I kept kicking the flat soccer ball against the wall in a relentless rhythm. Thump, thump, thump. Square on his stupid face. THUMP.

I can't believe this had happened to me. I get stuck with Derek and he actually wants to work things out, like he could ever take back any of the things he said or did. No, I wasn't doing it. I would not. I will not talk to him.

Out of the corner of my eye, I could spot him. Slumped, lifeless, and terribly dazed. It looked like he hadn't slept in days, hair a mess and face as complacent as could be, but the wires were definitely still working. Yet I've never seen him more lifeless than he is now. I should say something. No, don't. Yes, do-

"I regret nothing more than that moment with Scarlett, you know."

I dug my fingernails into my palm and kept kicking.

"I thought she was back for a minute, I thought she had finally turned back around. But she hadn't changed. To clarify, I was unbearably exhausted and she had come onto me. Wait, I'm sorry, that sounds like an excuse...I don't want to make excuses, I wanted you, I thought it was just...god I can't believe I did that. I can't believe I've done this to you."

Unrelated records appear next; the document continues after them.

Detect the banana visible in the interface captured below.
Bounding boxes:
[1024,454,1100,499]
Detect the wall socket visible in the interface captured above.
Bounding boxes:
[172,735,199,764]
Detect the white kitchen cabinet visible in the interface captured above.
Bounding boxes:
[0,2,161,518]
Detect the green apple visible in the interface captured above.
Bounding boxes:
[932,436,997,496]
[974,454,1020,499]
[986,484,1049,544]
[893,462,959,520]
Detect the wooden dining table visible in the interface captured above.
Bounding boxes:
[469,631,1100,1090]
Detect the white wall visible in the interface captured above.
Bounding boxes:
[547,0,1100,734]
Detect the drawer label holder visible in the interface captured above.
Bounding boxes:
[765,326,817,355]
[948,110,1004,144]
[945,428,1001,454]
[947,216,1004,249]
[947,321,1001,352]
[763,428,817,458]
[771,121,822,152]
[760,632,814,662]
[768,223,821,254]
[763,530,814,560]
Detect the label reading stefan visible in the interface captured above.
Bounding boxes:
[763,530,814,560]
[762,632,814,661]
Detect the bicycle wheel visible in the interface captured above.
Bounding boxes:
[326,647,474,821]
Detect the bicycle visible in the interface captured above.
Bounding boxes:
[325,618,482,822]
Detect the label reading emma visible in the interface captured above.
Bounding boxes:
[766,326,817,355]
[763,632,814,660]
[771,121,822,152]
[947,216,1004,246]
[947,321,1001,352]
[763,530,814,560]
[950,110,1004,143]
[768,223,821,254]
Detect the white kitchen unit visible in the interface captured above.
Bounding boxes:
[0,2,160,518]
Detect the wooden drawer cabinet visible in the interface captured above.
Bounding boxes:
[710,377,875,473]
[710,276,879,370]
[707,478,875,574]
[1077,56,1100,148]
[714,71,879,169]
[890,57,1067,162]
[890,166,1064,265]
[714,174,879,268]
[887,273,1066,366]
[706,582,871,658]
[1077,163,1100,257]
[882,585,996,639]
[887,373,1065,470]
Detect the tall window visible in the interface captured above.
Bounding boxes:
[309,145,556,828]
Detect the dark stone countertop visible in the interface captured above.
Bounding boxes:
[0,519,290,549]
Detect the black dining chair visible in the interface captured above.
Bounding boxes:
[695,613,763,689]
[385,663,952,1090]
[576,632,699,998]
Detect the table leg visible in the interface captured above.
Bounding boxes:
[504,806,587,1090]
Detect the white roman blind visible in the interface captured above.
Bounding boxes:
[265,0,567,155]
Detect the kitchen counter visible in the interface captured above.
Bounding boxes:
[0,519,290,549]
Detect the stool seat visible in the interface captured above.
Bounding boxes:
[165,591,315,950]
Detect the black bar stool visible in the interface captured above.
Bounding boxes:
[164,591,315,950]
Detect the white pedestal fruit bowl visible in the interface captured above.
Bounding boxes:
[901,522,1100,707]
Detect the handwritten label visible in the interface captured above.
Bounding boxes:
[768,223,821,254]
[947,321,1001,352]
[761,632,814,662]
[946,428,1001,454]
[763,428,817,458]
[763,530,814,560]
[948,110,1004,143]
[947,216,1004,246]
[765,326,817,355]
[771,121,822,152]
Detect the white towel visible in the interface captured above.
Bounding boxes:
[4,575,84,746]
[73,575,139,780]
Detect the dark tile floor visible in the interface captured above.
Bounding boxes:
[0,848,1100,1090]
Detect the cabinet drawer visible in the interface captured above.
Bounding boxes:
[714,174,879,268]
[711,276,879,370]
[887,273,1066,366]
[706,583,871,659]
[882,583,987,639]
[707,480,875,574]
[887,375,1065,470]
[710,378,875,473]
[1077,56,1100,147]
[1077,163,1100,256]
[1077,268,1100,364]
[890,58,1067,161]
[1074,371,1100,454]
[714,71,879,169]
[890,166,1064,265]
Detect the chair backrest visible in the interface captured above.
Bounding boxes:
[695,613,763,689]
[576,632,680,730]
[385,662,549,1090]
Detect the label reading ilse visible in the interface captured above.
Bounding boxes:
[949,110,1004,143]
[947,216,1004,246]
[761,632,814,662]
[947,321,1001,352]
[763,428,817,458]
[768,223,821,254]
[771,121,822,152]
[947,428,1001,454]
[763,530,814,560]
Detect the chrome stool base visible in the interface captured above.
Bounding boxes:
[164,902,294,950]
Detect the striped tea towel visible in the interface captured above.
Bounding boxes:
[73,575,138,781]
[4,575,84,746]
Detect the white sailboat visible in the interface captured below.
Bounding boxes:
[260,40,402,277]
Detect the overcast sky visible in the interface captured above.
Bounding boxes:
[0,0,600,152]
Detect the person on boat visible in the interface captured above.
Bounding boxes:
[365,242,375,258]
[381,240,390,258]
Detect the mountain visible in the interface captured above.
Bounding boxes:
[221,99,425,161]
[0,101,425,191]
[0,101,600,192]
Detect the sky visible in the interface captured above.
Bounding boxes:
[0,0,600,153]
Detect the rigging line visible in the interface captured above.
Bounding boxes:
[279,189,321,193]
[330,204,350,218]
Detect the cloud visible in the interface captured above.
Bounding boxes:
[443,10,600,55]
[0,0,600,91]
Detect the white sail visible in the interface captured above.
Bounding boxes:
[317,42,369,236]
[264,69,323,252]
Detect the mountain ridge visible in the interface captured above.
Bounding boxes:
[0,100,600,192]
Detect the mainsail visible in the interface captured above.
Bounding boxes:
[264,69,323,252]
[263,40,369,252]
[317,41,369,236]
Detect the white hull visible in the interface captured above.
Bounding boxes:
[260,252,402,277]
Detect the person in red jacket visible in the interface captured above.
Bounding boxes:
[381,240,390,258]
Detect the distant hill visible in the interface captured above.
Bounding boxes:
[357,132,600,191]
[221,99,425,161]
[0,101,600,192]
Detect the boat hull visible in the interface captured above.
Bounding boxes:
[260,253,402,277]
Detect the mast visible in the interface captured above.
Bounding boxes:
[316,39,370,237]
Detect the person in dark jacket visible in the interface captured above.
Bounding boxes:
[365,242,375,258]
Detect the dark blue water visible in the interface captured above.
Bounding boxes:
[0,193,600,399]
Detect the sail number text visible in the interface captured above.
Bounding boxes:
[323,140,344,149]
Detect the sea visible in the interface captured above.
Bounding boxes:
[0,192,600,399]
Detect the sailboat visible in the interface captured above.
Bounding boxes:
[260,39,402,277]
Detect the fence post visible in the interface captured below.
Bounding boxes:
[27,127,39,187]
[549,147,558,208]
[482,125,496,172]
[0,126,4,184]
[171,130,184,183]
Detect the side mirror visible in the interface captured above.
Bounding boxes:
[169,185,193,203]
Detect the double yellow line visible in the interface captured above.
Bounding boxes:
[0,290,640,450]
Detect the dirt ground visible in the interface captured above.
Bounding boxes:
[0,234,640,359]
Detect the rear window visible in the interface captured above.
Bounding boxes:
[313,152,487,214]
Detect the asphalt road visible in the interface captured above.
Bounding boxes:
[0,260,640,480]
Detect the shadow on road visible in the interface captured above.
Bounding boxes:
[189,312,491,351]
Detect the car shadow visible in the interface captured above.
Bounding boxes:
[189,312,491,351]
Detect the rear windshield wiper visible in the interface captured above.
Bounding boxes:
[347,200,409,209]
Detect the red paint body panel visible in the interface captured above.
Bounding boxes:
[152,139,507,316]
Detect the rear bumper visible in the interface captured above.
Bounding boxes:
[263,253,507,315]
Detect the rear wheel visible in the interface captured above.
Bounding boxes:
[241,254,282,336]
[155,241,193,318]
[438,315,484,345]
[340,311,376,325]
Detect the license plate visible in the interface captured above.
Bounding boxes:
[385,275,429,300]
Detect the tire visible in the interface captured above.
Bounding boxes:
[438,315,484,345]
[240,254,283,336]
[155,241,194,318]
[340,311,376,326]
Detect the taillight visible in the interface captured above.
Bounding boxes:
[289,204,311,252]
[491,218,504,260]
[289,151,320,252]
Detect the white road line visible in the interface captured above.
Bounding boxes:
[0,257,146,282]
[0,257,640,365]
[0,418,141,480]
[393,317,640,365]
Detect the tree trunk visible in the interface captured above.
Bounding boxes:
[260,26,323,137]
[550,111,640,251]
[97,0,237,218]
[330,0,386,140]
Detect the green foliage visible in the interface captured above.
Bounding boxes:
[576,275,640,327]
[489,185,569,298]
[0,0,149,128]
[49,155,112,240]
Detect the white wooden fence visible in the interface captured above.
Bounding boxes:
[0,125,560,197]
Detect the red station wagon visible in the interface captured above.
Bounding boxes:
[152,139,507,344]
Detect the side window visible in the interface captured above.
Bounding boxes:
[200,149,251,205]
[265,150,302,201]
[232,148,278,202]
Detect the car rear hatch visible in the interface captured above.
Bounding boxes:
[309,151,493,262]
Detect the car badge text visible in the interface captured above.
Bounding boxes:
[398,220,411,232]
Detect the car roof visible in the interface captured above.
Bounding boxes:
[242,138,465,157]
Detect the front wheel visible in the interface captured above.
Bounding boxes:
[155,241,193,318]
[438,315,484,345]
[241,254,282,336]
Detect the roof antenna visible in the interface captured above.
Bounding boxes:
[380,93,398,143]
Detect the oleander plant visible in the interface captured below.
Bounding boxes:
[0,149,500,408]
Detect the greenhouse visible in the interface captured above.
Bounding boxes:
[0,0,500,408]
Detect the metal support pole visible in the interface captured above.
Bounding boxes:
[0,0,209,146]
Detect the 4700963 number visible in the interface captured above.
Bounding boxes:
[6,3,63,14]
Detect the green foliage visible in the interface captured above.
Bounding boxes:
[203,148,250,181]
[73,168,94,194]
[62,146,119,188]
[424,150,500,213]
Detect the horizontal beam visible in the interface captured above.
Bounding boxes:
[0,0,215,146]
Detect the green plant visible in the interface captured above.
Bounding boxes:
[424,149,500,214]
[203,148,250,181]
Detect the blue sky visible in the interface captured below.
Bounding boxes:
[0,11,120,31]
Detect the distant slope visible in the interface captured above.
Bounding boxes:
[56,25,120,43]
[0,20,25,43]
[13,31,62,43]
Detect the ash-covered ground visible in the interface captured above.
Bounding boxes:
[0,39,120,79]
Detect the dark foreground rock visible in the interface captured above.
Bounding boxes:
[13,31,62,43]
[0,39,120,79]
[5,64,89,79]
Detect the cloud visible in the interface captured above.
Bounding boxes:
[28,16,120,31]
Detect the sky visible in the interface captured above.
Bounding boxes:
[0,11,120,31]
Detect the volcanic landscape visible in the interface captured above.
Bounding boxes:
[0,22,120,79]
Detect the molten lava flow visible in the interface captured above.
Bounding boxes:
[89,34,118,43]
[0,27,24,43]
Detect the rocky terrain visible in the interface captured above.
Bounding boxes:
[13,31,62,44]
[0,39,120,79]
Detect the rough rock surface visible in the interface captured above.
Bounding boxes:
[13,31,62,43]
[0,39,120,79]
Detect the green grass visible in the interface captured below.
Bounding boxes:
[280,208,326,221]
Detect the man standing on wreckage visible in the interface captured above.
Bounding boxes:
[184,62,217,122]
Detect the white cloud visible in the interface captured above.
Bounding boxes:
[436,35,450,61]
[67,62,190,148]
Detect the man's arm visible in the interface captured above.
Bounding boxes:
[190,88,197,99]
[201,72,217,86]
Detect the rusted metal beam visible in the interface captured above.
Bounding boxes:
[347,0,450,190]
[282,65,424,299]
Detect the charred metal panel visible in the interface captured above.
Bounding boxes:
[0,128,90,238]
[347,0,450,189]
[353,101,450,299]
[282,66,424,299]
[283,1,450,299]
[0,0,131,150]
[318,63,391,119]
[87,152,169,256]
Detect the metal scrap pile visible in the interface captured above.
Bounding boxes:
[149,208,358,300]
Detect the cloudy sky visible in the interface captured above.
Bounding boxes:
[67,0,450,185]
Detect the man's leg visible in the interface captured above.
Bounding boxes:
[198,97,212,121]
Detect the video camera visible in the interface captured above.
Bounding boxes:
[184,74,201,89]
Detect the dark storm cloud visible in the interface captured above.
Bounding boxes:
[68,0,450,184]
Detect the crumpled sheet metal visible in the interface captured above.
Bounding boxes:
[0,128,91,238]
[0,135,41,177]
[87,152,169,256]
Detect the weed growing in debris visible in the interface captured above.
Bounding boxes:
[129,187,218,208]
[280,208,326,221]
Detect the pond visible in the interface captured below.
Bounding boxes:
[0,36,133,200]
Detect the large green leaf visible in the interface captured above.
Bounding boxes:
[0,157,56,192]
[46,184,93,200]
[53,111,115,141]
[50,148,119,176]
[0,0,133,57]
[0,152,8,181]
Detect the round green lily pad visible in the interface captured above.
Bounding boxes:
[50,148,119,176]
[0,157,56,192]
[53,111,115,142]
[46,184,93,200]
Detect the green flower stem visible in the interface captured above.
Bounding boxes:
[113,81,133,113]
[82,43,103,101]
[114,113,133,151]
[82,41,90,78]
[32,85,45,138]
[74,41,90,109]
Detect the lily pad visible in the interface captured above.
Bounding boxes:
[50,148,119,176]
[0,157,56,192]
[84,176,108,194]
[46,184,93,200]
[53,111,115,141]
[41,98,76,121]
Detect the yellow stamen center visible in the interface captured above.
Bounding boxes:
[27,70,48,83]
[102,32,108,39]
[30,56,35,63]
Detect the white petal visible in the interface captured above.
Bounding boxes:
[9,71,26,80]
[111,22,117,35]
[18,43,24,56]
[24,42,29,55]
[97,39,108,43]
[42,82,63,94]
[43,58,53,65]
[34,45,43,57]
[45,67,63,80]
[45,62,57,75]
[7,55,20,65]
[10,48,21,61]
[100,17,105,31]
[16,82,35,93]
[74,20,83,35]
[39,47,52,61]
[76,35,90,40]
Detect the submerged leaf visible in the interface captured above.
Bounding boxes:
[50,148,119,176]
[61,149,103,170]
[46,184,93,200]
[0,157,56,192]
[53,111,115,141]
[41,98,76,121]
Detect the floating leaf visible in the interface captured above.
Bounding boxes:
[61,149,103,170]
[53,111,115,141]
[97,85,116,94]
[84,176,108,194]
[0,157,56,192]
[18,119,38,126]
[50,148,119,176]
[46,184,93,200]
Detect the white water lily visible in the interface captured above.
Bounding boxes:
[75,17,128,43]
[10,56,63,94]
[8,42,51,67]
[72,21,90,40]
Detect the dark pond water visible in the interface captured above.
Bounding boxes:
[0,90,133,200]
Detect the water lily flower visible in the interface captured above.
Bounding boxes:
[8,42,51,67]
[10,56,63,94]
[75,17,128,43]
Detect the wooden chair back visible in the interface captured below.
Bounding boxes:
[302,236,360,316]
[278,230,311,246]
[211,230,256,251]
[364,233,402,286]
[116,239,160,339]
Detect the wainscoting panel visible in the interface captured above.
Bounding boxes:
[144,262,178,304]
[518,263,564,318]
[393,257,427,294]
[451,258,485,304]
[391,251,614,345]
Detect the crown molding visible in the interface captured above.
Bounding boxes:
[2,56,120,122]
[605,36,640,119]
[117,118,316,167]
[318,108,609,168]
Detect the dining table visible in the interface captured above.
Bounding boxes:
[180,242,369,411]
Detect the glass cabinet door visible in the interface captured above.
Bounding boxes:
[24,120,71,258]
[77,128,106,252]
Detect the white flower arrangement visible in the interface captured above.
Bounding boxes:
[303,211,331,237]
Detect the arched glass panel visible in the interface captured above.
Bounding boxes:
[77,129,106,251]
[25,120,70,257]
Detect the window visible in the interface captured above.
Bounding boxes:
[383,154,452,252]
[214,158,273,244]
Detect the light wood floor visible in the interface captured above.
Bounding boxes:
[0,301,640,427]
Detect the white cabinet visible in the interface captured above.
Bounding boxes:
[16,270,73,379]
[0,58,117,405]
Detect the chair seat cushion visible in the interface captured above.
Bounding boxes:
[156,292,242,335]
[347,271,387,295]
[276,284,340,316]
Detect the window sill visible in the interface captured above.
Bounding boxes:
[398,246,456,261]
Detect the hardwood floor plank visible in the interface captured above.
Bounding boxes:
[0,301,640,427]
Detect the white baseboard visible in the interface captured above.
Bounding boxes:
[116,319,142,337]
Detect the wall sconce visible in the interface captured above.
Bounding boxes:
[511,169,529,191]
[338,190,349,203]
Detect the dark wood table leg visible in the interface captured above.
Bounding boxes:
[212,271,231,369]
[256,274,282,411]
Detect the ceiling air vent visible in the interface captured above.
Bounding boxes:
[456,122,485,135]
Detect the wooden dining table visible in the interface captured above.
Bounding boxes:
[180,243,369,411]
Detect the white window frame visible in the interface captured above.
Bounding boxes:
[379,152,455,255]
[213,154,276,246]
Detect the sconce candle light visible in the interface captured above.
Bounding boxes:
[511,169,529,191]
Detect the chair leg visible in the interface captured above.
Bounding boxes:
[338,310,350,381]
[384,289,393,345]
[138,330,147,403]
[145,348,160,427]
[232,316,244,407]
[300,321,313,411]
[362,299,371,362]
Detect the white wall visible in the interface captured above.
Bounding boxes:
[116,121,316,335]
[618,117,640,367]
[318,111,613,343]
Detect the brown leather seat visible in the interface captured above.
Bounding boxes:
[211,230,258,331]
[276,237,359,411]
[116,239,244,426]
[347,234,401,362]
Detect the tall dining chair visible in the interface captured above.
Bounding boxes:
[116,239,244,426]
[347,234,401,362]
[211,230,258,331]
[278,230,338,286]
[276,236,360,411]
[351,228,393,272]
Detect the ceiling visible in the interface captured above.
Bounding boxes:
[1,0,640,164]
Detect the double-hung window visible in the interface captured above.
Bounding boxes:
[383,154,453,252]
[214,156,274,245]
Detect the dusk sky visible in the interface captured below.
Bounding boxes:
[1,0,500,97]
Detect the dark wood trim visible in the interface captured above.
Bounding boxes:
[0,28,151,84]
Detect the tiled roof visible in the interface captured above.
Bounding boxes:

Now, he had some type of emotion running through him. Regret. Nothing but pure regret, and I had to continually blink back tears. "I never meant to hurt you, in a million years. I rarely slept after that. And I never, never stopped caring about you, even in a fight or especially then. I'm sorry Maddy. I'm so sorry."

I had kept my rhythm, but felt like collapsing. I can't do this anymore. And I realized it pained me to see him so dead inside. How can I forgive him though? How can we fix things? It seemed as if the dam had been destroyed and I was finally feeling every emotion I had contained for the past 3 weeks - anger, sadness, regret, pity, hopefulness - in all of its twisted glory.

"Maddy, please..."

Keep kicking, keep kicking...

"Please."

Keep kicking, keep kicking...

"Please Maddy! Talk to me!"

Keep kicking, it'll be over soon. He'll leave me alone, even though he's screaming desperately in my ear. He'll go. Keep fucking kicking, don't you dare let up.

He stopped my ball. In my peripheral vision I saw him wind up and throw it as hard as he could at the opposite wall; it left a deafening smack. "SAY SOMETHING! SAY SOMETHING, SAY ANYTHING, I DON'T FUCKING CARE!"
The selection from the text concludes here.